I just brush painted my stove yesterday.  I used Rutland Flat Black 1200 degree stove paint from Ace.  
I lightly sanded the whole stove, wiped it down with a damp rag and used a 1.5" brush (because that's what I had) to lay on a nice even coat.  It turned out great!!  The stove looks brand new.  
I waited a couple hours for the paint to dry, opened some windows and then fired it up.  We had some fumes that were cleared with a fan in the window.  Plan on having the windows open for a few hours while the paint cures.
Stove is burning right now and there's a little odor, but I don't think it's too bad.

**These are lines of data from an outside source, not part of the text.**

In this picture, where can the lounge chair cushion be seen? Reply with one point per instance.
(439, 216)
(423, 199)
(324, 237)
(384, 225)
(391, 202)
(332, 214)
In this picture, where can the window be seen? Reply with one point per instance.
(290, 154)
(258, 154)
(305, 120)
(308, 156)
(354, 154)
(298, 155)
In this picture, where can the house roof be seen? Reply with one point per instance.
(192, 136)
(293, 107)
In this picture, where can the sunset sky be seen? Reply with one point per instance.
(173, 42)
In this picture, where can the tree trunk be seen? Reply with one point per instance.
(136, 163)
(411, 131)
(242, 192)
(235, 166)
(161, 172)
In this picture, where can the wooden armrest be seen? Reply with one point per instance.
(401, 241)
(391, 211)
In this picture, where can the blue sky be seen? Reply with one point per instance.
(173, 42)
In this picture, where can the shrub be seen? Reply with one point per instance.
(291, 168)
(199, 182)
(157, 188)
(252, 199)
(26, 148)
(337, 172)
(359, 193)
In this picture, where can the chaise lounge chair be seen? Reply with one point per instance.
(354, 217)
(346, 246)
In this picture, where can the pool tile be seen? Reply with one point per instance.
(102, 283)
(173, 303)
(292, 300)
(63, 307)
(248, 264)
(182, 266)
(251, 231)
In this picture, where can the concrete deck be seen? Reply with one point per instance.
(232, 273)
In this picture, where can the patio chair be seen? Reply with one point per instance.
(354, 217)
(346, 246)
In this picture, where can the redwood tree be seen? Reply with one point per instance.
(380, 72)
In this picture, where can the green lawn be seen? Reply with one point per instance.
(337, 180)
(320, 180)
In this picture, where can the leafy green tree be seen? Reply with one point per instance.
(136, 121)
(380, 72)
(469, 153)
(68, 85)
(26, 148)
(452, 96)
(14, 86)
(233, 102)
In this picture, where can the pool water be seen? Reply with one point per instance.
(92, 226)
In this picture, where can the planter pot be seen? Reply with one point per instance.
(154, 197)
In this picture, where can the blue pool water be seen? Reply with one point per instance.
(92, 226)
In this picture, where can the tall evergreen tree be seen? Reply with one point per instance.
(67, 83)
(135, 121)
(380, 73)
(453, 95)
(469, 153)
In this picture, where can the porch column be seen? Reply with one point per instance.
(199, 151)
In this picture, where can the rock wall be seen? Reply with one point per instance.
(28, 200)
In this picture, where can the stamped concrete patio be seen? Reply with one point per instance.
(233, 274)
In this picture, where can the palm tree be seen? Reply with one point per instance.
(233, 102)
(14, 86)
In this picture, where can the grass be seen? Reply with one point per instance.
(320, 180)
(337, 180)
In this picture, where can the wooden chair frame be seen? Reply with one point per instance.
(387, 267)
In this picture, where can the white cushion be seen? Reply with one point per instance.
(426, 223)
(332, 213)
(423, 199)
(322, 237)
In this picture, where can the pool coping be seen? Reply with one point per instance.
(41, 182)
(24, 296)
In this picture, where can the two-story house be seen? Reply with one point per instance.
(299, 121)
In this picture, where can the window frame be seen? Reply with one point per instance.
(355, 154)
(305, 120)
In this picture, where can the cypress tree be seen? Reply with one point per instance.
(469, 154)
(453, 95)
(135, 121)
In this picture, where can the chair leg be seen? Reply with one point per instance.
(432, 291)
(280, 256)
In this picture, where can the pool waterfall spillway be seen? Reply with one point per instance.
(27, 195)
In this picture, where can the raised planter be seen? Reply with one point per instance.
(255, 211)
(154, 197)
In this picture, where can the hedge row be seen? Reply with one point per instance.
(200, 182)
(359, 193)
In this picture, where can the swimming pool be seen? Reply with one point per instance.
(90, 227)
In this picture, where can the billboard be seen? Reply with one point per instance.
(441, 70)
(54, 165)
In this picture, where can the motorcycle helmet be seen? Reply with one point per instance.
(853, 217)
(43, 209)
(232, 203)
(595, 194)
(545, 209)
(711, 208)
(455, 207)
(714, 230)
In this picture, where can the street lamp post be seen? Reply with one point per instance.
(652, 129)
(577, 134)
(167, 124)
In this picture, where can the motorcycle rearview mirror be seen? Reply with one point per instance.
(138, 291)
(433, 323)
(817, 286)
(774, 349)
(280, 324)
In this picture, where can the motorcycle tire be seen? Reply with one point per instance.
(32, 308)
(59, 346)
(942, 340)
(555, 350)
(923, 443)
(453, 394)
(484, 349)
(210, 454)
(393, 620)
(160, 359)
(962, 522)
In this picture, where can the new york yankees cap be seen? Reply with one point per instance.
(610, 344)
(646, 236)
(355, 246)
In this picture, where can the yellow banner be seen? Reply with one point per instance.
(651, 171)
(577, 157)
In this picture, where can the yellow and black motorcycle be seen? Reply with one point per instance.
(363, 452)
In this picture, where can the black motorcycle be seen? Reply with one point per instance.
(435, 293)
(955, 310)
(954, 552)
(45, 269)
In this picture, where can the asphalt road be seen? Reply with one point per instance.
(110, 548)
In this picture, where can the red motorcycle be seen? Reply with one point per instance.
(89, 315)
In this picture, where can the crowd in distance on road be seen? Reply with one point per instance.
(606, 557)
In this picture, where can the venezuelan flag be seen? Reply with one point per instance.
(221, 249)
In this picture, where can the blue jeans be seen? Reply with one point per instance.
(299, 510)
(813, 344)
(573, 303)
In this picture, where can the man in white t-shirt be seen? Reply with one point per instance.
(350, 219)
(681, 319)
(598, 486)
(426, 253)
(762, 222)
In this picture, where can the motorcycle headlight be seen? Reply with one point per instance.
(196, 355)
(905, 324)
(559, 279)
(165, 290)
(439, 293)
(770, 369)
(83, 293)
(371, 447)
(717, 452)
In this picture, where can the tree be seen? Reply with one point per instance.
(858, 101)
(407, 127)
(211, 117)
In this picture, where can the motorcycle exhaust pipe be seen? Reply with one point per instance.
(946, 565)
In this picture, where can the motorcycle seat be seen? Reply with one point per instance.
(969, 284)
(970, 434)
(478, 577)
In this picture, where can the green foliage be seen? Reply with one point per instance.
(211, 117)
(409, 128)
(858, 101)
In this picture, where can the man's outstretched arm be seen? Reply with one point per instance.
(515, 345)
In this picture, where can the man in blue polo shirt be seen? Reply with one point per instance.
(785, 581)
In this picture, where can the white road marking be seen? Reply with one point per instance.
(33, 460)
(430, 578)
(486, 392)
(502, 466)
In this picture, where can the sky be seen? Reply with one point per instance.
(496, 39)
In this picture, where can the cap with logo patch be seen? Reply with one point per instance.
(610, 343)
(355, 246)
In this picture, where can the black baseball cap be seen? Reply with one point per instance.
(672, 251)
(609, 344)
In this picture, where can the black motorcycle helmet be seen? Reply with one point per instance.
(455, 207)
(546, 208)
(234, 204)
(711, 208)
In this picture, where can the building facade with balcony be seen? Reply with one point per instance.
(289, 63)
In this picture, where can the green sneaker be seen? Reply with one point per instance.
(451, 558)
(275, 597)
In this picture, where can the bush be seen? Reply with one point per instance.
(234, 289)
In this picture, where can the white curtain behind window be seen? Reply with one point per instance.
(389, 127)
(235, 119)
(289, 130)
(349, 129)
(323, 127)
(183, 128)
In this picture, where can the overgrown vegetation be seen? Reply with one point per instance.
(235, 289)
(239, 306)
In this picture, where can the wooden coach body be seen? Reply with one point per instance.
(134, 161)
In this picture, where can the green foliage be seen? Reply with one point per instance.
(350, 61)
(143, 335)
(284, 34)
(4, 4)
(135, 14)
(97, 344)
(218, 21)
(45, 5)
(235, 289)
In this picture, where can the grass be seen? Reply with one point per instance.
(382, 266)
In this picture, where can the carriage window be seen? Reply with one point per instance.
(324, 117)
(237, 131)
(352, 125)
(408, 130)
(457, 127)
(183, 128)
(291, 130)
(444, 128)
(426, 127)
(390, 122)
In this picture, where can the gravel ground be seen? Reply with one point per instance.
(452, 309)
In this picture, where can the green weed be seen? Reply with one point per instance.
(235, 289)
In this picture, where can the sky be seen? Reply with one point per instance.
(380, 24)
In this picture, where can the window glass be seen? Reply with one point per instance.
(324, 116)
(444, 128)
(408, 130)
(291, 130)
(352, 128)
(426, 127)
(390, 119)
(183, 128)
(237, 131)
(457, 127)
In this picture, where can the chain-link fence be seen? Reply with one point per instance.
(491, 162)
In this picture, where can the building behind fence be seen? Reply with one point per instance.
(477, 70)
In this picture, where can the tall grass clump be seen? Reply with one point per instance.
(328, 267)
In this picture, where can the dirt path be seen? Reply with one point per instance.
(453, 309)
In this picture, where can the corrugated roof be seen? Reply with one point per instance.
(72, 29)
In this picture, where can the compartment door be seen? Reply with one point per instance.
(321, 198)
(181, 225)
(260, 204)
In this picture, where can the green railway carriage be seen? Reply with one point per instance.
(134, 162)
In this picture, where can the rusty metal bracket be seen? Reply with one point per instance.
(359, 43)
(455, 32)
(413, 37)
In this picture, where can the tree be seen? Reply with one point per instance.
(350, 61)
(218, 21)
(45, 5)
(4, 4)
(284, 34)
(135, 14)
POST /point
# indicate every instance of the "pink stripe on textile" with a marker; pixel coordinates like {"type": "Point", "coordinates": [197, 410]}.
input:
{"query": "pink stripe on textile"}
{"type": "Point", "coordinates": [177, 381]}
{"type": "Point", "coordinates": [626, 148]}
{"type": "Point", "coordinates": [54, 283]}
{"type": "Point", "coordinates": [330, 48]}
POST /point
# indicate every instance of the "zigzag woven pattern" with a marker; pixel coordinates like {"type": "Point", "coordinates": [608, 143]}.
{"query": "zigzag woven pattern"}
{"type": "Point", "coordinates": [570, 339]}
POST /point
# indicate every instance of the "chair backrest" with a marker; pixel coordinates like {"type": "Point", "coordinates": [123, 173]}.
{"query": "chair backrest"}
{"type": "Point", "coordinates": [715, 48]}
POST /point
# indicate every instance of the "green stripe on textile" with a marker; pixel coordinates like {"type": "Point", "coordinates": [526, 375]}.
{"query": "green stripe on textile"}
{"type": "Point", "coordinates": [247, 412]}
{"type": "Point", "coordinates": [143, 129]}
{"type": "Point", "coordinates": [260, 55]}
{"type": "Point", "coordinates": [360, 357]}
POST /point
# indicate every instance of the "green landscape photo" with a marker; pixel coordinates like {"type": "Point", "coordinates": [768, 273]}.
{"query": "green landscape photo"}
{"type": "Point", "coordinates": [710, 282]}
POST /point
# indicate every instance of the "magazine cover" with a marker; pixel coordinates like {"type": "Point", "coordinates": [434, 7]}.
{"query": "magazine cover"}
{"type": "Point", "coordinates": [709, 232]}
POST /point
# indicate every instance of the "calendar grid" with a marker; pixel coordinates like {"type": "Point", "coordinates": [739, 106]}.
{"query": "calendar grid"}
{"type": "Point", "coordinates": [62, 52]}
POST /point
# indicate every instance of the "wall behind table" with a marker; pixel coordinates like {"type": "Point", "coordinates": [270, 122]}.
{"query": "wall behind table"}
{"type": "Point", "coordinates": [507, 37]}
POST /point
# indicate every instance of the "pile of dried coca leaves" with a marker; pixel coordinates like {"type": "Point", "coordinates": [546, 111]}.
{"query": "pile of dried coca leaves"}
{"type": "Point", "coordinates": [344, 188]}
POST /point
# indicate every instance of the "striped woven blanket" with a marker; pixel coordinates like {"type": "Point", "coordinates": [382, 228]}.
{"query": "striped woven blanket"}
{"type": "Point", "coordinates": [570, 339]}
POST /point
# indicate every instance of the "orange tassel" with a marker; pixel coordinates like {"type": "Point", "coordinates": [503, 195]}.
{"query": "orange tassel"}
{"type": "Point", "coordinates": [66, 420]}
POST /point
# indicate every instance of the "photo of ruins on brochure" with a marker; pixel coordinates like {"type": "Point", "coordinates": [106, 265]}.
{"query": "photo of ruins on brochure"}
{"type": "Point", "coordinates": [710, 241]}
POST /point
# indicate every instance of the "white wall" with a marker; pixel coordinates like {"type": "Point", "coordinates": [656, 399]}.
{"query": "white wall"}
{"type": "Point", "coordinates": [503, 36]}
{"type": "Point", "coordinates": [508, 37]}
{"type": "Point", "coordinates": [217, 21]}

I was leary of using a brush, but the paint leveled nicely and left no (brush) marks.  And from reading some of the previous posts, I'm glad I didn't hump that thing outside and spray it.






			
				Burn-1 said:
			
		

> I have an Englander 30 that I am repainting where there was some minor rust. I was lucky to get the manpower to get it in my basement and would rather not hassle my friends to help me move it outside to paint and then move it back. I don't have a respirator so spray painting it in my basement is out of the question and I would rather not use stove blacking.
> 
> I see that there is a brush-on high temp paint. If anyone has used it and can recommend any tips, brush size and brush type or any other advice I would appreciate the counsel. Thanks.